What happens if there is no opt out provision? Will these funds still be channeled into entitlements? Believe it or not, progressives would probably agree with libertarians that such action would actually overfund entitlements. I do not think Ron Paul wants that to happen. I am almost certain that Paul would prefer, in this likely scenario, to direct those funds to deeper tax cuts and more debt reduction. We might be able to stomach a little of that if the debt reduction does not involve more cuts in domestic spending and the tax cuts are heavily weighted towards the bottom and middle, but we ain't gonna swallow the whole enchilada.
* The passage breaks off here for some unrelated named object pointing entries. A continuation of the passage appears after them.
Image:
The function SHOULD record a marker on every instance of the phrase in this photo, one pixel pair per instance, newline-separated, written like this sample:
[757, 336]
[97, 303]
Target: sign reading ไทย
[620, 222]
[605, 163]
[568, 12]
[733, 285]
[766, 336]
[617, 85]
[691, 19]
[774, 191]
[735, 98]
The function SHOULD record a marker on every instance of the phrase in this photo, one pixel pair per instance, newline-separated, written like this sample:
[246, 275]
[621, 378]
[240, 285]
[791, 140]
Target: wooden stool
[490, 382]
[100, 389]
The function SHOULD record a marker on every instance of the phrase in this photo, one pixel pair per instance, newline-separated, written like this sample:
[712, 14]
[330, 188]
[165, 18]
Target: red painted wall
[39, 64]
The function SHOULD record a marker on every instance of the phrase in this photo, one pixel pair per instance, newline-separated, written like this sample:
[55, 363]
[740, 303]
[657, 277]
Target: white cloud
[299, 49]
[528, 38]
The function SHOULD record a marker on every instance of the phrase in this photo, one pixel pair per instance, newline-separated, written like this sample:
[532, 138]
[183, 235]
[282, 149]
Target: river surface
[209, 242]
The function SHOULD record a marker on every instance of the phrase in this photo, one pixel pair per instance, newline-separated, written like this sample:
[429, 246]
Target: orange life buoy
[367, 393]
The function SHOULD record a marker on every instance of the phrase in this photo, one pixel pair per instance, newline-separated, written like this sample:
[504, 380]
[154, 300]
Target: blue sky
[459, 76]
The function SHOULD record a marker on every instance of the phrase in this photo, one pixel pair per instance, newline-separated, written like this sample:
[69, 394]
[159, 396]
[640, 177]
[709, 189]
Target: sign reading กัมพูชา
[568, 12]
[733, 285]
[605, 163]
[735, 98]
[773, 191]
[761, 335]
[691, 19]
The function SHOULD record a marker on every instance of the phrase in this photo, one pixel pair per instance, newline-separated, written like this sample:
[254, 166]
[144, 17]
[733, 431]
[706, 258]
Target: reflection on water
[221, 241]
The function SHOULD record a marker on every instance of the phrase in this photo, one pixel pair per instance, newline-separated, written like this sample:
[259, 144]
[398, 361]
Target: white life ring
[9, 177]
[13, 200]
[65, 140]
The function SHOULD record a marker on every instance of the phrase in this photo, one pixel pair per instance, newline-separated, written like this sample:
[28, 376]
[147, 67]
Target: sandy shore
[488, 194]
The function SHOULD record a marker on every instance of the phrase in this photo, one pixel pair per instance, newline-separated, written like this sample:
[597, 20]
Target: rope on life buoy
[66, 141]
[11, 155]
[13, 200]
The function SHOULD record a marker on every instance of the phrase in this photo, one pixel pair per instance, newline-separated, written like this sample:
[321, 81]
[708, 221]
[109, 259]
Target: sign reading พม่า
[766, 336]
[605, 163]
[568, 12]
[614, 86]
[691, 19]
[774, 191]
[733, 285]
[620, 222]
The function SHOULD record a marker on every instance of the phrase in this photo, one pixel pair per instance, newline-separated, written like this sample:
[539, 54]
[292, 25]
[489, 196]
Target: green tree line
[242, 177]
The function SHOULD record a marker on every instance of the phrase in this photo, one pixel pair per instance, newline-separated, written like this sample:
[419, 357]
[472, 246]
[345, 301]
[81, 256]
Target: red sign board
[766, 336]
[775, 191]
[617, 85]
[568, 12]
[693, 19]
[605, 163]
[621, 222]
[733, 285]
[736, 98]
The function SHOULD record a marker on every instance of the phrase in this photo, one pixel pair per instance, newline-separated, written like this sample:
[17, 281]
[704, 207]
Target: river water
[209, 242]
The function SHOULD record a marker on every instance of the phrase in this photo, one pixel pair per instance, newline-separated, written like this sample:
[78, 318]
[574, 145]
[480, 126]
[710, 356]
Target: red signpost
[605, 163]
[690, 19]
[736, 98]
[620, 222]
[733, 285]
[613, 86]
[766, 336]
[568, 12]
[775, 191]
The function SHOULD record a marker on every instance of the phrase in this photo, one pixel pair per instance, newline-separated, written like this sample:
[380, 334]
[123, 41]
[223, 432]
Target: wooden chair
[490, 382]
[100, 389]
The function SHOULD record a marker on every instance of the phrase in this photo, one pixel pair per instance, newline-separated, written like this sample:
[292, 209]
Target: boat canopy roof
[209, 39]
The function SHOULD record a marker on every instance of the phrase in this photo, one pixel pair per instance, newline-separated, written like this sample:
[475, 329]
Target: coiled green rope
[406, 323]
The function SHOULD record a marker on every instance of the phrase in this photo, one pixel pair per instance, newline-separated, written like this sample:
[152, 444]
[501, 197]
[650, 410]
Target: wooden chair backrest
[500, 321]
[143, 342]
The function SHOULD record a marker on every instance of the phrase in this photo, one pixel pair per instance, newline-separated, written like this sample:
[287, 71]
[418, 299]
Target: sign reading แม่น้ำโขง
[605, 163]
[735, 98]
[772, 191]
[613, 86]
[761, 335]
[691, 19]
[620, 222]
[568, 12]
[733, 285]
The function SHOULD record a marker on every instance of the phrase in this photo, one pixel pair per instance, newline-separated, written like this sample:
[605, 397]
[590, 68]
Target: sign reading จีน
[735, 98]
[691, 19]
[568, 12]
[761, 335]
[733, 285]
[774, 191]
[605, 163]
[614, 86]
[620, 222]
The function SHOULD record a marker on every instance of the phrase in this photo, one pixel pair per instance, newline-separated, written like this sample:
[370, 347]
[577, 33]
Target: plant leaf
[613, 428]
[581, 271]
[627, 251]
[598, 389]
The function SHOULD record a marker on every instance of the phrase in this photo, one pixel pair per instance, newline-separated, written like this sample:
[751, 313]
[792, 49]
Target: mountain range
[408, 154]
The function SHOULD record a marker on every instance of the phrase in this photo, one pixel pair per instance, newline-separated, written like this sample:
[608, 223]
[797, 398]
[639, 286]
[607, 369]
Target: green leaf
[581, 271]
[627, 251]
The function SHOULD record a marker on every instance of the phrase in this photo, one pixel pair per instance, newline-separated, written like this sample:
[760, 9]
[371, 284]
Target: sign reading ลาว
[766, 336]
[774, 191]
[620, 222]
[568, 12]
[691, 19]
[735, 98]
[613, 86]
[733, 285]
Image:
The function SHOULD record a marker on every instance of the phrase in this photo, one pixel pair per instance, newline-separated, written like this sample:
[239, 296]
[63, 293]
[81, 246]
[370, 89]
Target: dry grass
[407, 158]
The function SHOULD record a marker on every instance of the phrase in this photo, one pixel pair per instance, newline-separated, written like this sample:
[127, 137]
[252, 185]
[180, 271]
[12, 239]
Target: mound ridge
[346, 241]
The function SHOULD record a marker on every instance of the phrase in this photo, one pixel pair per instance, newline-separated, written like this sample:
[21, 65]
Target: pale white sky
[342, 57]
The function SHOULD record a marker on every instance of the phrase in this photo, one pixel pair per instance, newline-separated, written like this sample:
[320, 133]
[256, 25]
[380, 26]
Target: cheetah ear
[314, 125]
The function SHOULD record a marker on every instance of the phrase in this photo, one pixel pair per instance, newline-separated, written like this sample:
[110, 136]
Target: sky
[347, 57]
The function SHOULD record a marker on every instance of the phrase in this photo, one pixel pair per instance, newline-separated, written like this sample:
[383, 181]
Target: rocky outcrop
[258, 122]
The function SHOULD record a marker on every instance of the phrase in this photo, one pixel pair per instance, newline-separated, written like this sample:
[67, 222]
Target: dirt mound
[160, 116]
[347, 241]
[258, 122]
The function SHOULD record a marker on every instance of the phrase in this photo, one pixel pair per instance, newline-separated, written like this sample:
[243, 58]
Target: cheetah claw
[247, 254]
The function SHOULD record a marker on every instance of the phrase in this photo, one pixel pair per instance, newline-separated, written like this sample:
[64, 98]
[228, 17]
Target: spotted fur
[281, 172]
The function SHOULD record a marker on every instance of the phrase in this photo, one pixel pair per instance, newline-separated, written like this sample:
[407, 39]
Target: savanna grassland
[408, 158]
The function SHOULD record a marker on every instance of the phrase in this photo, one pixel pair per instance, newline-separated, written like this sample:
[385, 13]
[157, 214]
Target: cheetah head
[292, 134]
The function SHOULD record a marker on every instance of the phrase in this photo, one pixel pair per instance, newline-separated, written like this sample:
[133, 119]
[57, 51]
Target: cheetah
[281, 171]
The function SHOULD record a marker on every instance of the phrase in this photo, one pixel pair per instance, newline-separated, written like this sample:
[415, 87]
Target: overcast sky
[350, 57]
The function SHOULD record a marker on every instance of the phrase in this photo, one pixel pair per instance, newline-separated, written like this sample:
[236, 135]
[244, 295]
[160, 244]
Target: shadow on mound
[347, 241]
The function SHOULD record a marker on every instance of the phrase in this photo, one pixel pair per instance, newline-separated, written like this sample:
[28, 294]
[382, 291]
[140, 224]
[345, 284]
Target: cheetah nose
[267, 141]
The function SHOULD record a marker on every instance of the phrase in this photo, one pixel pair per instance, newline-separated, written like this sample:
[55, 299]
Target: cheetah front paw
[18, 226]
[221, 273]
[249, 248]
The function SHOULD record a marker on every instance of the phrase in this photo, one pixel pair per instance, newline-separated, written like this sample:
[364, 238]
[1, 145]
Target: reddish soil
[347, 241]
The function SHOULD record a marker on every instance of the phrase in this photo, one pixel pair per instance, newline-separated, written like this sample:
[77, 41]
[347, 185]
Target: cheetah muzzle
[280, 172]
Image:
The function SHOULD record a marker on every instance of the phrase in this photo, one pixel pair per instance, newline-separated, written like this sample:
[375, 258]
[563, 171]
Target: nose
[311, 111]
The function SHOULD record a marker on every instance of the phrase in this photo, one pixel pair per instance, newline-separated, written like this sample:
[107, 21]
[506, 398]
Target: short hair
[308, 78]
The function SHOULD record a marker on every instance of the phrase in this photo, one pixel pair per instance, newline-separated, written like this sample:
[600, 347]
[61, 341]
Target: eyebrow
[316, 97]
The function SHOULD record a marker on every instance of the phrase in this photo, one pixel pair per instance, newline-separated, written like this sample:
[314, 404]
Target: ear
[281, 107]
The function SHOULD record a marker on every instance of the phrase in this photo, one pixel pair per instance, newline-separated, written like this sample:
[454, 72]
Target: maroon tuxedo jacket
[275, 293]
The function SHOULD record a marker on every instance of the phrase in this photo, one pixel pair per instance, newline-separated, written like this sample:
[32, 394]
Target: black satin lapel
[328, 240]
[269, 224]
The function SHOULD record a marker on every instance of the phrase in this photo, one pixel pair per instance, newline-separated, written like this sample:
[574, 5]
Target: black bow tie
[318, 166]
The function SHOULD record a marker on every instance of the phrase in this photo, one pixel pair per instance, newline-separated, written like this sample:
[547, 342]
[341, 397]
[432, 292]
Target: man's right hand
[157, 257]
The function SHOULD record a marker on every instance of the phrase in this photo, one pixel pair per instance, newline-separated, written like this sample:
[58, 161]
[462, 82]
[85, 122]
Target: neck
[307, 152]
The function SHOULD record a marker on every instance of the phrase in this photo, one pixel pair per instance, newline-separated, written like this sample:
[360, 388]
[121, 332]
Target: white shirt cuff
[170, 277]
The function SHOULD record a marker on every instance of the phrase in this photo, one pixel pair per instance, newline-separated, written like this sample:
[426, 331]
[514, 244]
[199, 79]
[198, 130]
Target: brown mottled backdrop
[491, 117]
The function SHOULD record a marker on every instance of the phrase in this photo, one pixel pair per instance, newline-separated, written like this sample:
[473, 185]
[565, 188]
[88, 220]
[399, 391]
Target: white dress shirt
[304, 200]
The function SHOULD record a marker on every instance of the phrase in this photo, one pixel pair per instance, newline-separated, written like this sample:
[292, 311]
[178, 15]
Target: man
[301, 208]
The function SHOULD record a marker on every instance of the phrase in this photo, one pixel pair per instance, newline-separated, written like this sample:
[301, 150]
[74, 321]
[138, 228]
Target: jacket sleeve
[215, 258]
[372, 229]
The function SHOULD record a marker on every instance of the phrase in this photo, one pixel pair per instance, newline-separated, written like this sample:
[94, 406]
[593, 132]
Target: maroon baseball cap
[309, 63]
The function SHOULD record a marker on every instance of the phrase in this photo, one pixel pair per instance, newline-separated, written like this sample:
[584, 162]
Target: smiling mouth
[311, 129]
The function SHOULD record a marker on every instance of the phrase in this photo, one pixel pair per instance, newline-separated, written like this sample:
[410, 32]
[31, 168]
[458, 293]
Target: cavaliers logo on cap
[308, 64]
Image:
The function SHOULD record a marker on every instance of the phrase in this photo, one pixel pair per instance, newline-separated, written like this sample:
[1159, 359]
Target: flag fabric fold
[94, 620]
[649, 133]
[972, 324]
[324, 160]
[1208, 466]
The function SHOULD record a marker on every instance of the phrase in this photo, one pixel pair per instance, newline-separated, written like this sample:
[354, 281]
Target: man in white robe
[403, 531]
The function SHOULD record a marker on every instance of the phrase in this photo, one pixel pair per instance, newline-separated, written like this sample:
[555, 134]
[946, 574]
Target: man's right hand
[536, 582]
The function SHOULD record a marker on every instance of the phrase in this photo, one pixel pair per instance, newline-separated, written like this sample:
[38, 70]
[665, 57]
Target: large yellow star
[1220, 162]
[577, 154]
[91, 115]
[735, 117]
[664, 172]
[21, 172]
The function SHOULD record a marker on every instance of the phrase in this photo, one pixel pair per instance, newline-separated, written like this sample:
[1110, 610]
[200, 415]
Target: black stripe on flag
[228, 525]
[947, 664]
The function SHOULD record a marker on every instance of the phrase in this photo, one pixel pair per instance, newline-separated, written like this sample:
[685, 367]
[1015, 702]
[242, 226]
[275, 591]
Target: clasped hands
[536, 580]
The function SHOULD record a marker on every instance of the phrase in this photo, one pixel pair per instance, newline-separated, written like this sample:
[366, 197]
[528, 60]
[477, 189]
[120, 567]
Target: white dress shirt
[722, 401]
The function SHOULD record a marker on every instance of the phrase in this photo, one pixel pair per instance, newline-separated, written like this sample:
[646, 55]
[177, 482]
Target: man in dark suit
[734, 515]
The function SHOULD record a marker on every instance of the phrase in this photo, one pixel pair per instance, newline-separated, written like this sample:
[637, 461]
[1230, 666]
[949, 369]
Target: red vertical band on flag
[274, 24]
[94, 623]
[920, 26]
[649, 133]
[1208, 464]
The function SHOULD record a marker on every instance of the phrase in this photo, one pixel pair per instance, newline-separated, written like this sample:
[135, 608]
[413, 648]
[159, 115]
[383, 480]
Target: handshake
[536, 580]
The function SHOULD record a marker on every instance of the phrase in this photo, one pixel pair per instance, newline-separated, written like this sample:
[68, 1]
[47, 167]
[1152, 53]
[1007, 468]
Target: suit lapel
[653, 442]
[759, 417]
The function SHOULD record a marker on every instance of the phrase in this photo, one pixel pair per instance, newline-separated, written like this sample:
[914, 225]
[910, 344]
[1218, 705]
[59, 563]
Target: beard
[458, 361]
The Green Republican Strategy would be to redirect those funds toward building, repairing and greening our transportation, energy, environmental, educational and communication infrastructure. We realize that also may be an enchilada too big for Ron Paul to swallow. So here's the Green Republican compromise: send that money in the form of block grants back to the states according only to each state's population and with only one requirement: clearly and publicly report in print and online where every dollar goes. If some states want to use that money to give tax breaks to oil slurpers, let them. If some states want to use that money to fund single payer health care and high speed rail, go ahead. Let the state laboratory experiments begin.
I think that with agreed upon reductions in corporate welfare and military adventurism, we can free up at least 400 billion annually with half being used for debt reduction and half being sent to the states. We could probably add at least another 200 billion to this 50% formula by negotiating real tax reform and consolidation of cabinet departments.
Putting 300 billion or more annually into the hands of state and local governments may not be ideal from ether progressive or libertarian perspectives, but it would definitely be better than what either Obama II or Romney I is offering.
Politically speaking, if Ron Paul were to accept the Green Republican proposal, it would be a very minor adjustment in his platform but a gigantic political move. Doing this and promising to hire a real coalition cabinet would mean millions of progressives flooding his way overnight. Both major parties would tremble and their establishment leaders would go into full panic mode. Principled leftists would be without excuse; they would have to endorse Ron Paul or drop the adjective. The GOP convention would have to reject or nominate a candidate who has won a clear plurality and perhaps even a majority of primary votes.
Ron Paul entitles one of his books, Revolution. This modest proposal of the Green Republican Strategy will make it happen. Every progressive, independent and libertarian American who's half awake knows we need one. And yes we can, with just a little principled compromise, do it.